The weekly SILO Seminar Series is made possible through the generous support of the 3M Company and its Advanced Technology Group


Large sample asymptotics of spectra of Laplacians and semilinear elliptic PDEs on random geometric graphs.

Nicolas Garcia Trillos,

Date and Time: Feb 13, 2019 (12:30 PM)
Location: Orchard room (3280) at the Wisconsin Institute for Discovery Building


Given a data set $\mathcal{X}=\{x_1, \dots, x_n\}$ and a weighted graph structure $\Gamma= (\mathcal{X},W)$ on $\mathcal{X}$, graph based methods for learning use analytical notions like graph Laplacians, graph cuts, and Sobolev semi-norms to formulate optimization problems whose solutions serve as sensible approaches to machine learning tasks. When the data set consists of samples from a distribution supported on a manifold (or at least approximately so), and the weights depend inversely on the distance between the points, a natural question to study concerns the behavior of those optimization problems as the number of samples goes to infinity. In this talk I will focus on optimization problems closely connected to clustering and supervised regression that involve the graph Laplacian. For clustering, the spectrum of the graph Laplacian is the fundamental object used in the popular spectral clustering algorithm.

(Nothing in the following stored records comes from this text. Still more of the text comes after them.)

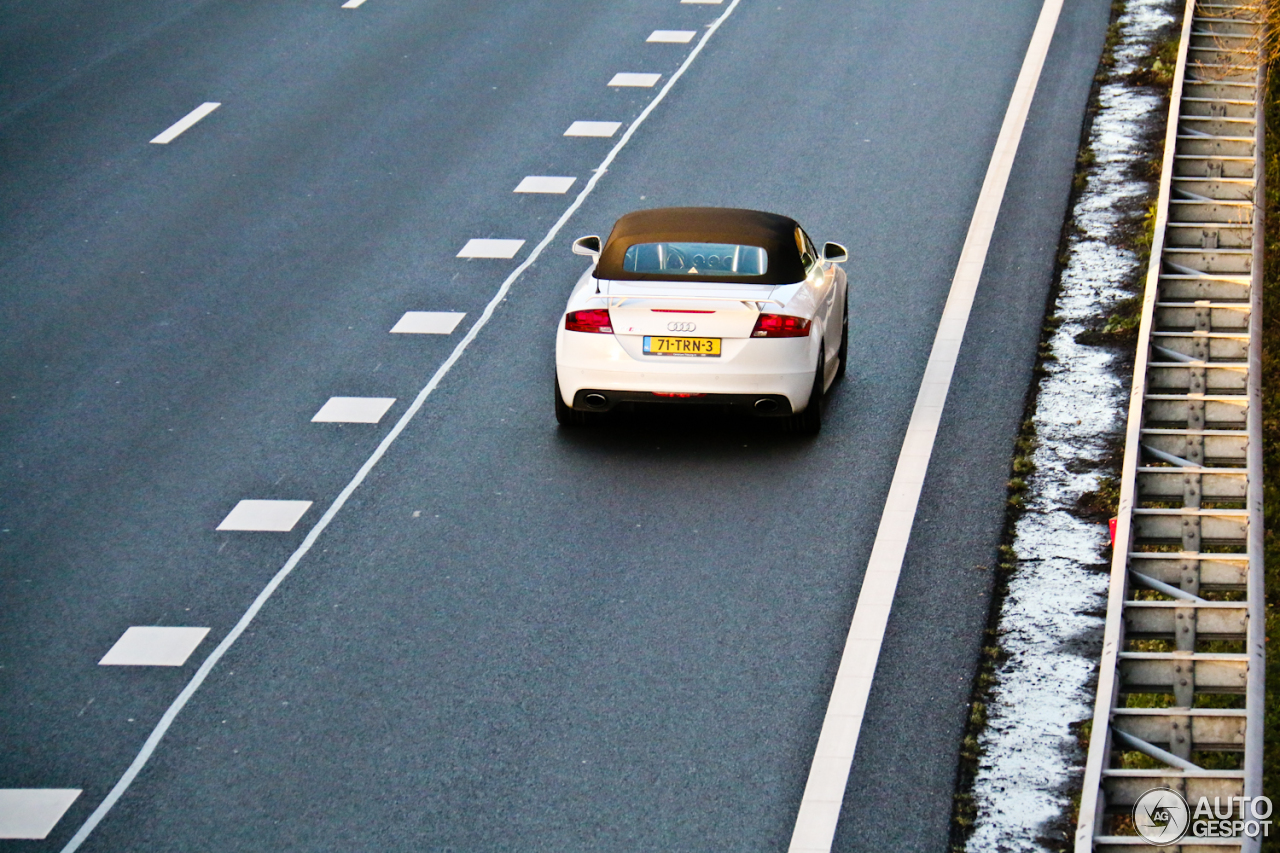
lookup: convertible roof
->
[595,207,805,284]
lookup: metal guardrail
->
[1075,0,1264,853]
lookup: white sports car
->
[556,207,849,433]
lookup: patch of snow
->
[966,0,1174,853]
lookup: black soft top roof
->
[595,207,805,284]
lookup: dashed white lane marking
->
[564,122,622,137]
[311,397,396,424]
[645,29,698,45]
[392,311,466,334]
[151,101,221,145]
[218,501,311,533]
[63,0,742,853]
[0,788,81,841]
[458,237,525,259]
[515,174,577,195]
[790,0,1062,853]
[609,72,662,88]
[97,625,209,666]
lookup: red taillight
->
[751,314,810,338]
[564,309,613,334]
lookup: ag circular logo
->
[1133,788,1190,845]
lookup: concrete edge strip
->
[788,0,1062,853]
[1075,0,1196,852]
[63,0,741,853]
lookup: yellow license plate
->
[644,334,721,356]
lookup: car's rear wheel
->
[786,350,827,435]
[554,375,591,427]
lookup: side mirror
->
[573,234,600,260]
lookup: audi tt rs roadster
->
[556,207,849,433]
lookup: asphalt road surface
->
[0,0,1108,853]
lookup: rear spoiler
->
[586,293,786,311]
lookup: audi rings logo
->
[1133,788,1190,847]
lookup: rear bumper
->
[556,328,818,415]
[572,388,794,418]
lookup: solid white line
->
[151,101,221,145]
[790,0,1062,853]
[55,0,742,853]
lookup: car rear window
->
[622,242,769,278]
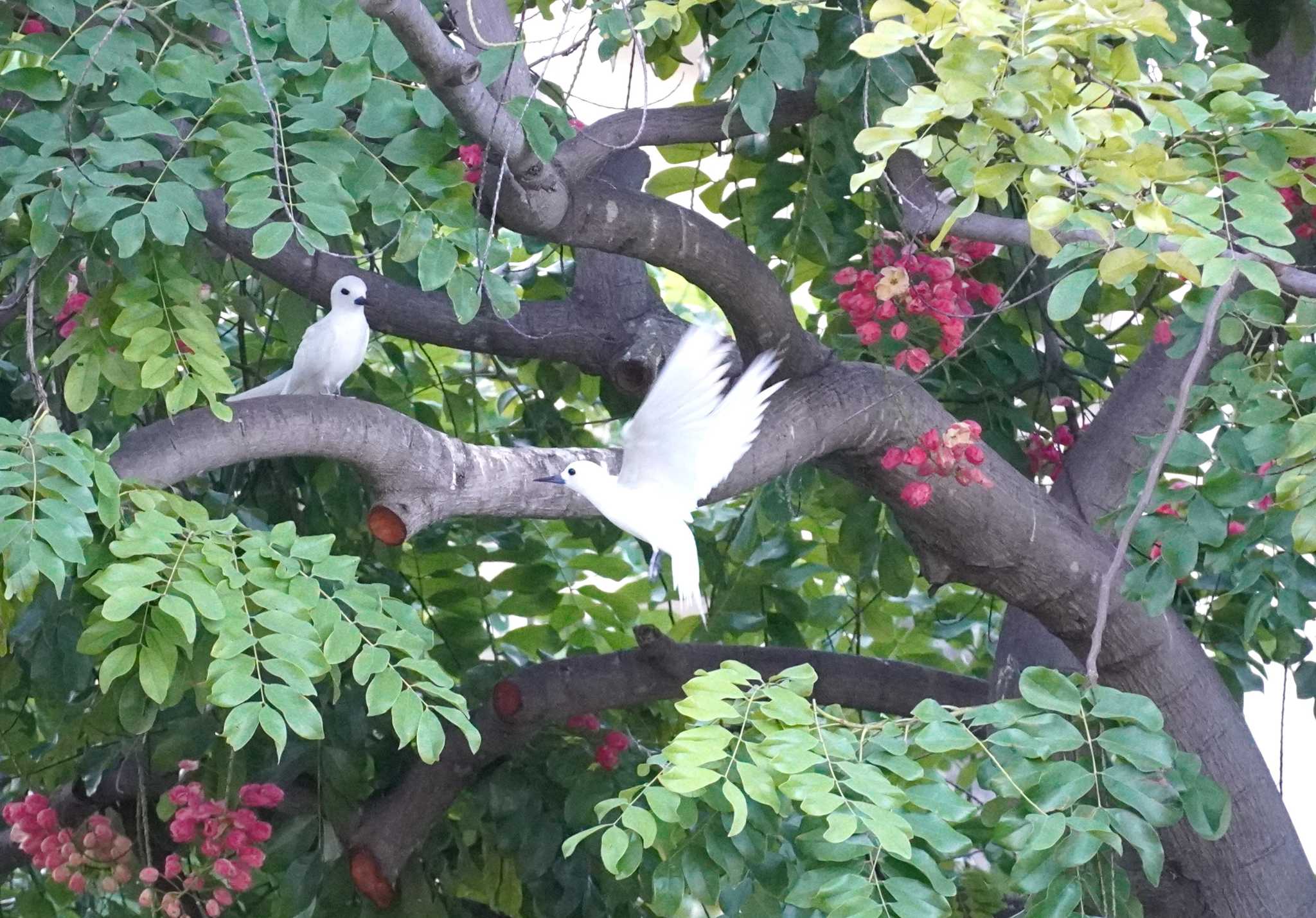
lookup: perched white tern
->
[536,325,782,615]
[229,275,369,401]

For regression, the solution to a semilinear elliptic PDE on the graph provides the minimizer of an energy balancing regularization and data fidelity, a sensible object to use in non-parametric regression.
Using tools from optimal transport, calculus of variations, and analysis of PDEs, I will discuss a series of results establishing the asymptotic consistency (with rates of convergence) of many of these analytical objects, as well as provide some perspectives on future research directions.